Rapat Koordinasi Awal Persiapan Event MotoGP Mandalika Tahun 2026 dilaksanakan untuk memperkuat kesiapsiagaan dan koordinasi lintas sektor dalam mendukung keselamatan dan kelancaran penyelenggaraan MotoGP. Rapat dihadiri oleh BPBD Provinsi NTB, TNI, serta BMKG yang terdiri dari Stasiun Klimatologi, Stasiun Meteorologi Zainuddin Abdul Madjid (ZAM), dan Stasiun Geofisika Mataram.
Kegiatan dibuka oleh Sekretaris BPBD Provinsi NTB yang mewakili Kepala Pelaksana. Disampaikan bahwa MotoGP merupakan event internasional yang memerlukan kesiapsiagaan terpadu terhadap potensi cuaca ekstrem, kegempaan, kebakaran dan kondisi darurat lainnya.
Kepala Bidang Pencegahan dan Kesiapsiagaan BPBD Provinsi NTB menyampaikan kesiapan BPBD dan pentingnya sinergi lintas sektor dalam upaya pencegahan dan antisipasi risiko, melalui pemetaan risiko, kesiapan personel dan sarana prasarana, peninjauan jalur evakuasi dan titik kumpul, penyusunan skenario kedaruratan serta simulasi/gladi bersama.
Dalam diskusi, Stasiun Klimatologi BMKG menyampaikan bahwa pada periode MotoGP kondisi iklim diprakirakan masih dipengaruhi El Niño, dengan potensi curah hujan rendah atau di bawah normal yang dapat meningkatkan risiko karhutla di sekitar kawasan Mandalika. Diperlukan pemantauan cuaca dan titik panas, kesiapan penanganan awal serta koordinasi lintas sektor.
Stamet ZAM menyampaikan bahwa telah terpasang dua EWS di kawasan Sirkuit Mandalika untuk mendukung informasi peringatan dini cuaca.

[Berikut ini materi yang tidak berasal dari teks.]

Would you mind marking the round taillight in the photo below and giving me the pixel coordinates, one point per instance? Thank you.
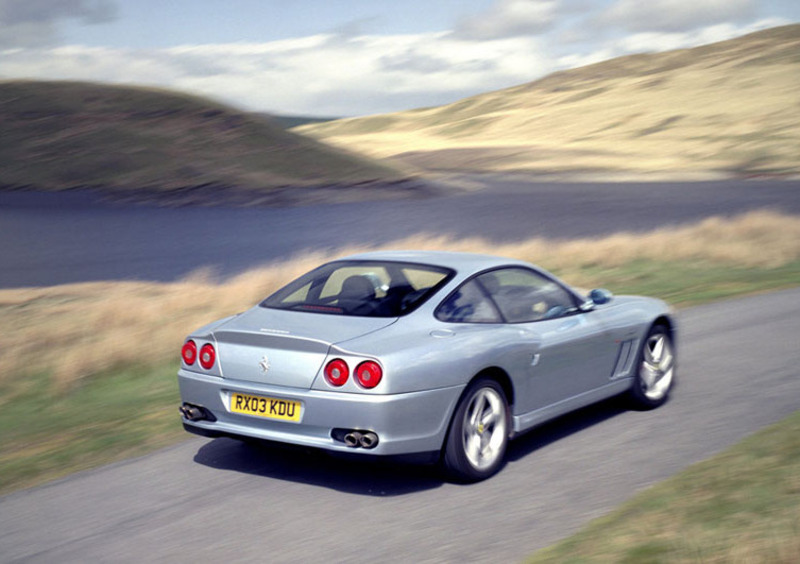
(207, 356)
(336, 372)
(189, 352)
(369, 374)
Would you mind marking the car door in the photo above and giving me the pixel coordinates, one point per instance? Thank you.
(565, 351)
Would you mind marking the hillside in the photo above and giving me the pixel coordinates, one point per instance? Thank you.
(59, 135)
(731, 107)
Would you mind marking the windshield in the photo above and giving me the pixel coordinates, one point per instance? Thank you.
(363, 288)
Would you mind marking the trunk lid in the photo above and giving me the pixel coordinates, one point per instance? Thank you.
(284, 348)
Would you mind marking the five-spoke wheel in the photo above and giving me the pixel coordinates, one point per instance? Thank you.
(655, 370)
(476, 444)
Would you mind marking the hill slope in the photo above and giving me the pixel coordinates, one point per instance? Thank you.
(65, 134)
(731, 107)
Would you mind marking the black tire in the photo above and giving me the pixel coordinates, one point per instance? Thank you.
(654, 376)
(475, 450)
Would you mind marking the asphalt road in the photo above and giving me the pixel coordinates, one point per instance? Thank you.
(221, 500)
(52, 239)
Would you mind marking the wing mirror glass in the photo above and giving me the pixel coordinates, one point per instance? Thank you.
(600, 296)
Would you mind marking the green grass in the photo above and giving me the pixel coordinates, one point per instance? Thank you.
(687, 283)
(59, 135)
(45, 435)
(49, 430)
(742, 505)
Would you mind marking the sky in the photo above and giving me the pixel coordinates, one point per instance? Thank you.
(339, 58)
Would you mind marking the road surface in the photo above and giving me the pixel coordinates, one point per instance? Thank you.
(67, 238)
(207, 500)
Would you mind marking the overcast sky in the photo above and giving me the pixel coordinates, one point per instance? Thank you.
(351, 57)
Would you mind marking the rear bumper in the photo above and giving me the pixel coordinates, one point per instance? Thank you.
(408, 423)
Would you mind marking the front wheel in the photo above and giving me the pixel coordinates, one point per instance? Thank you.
(478, 437)
(655, 370)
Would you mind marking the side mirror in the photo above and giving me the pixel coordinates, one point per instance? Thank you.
(600, 296)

Pemantauan dilakukan mulai H-14, pemutakhiran prakiraan pada H-7 dan H-3, serta pembaruan informasi setiap 30 menit selama perhelatan, yang dipantau melalui Posko Satgas Evakuasi untuk diteruskan kepada unsur terkait.
Stasiun Geofisika Mataram menyampaikan pentingnya kesiapsiagaan terhadap risiko kegempaan dan telah mengidentifikasi titik kumpul di dalam dan luar sirkuit. Selanjutnya diperlukan peninjauan bersama BPBD, TNI dan unsur terkait terhadap titik kumpul dan jalur evakuasi untuk menjamin keselamatan penonton, pembalap, kru, panitia, pelaku wisata, masyarakat dan desa sekitar Mandalika.
Unsur TNI menyampaikan dukungan dalam pengamanan, kesiapan personel dan penanganan keadaan darurat serta kesiapan berkolaborasi dengan BPBD dalam simulasi/gladi kesiapsiagaan untuk menguji sistem peringatan dini, jalur evakuasi, titik kumpul, komunikasi dan koordinasi serta kesiapan personel Satgas Evakuasi.
Kegiatan ditutup dengan kesepakatan untuk memperkuat koordinasi lintas sektor dan melakukan peninjauan lapangan bersama sebagai bagian dari pemantapan rencana kesiapsiagaan, sehingga MotoGP Mandalika Tahun 2026 dapat berlangsung aman, lancar, tertib dan tangguh terhadap berbagai potensi risiko bencana serta memberikan rasa aman bagi seluruh pihak dan masyarakat sekitar kawasan Mandalika.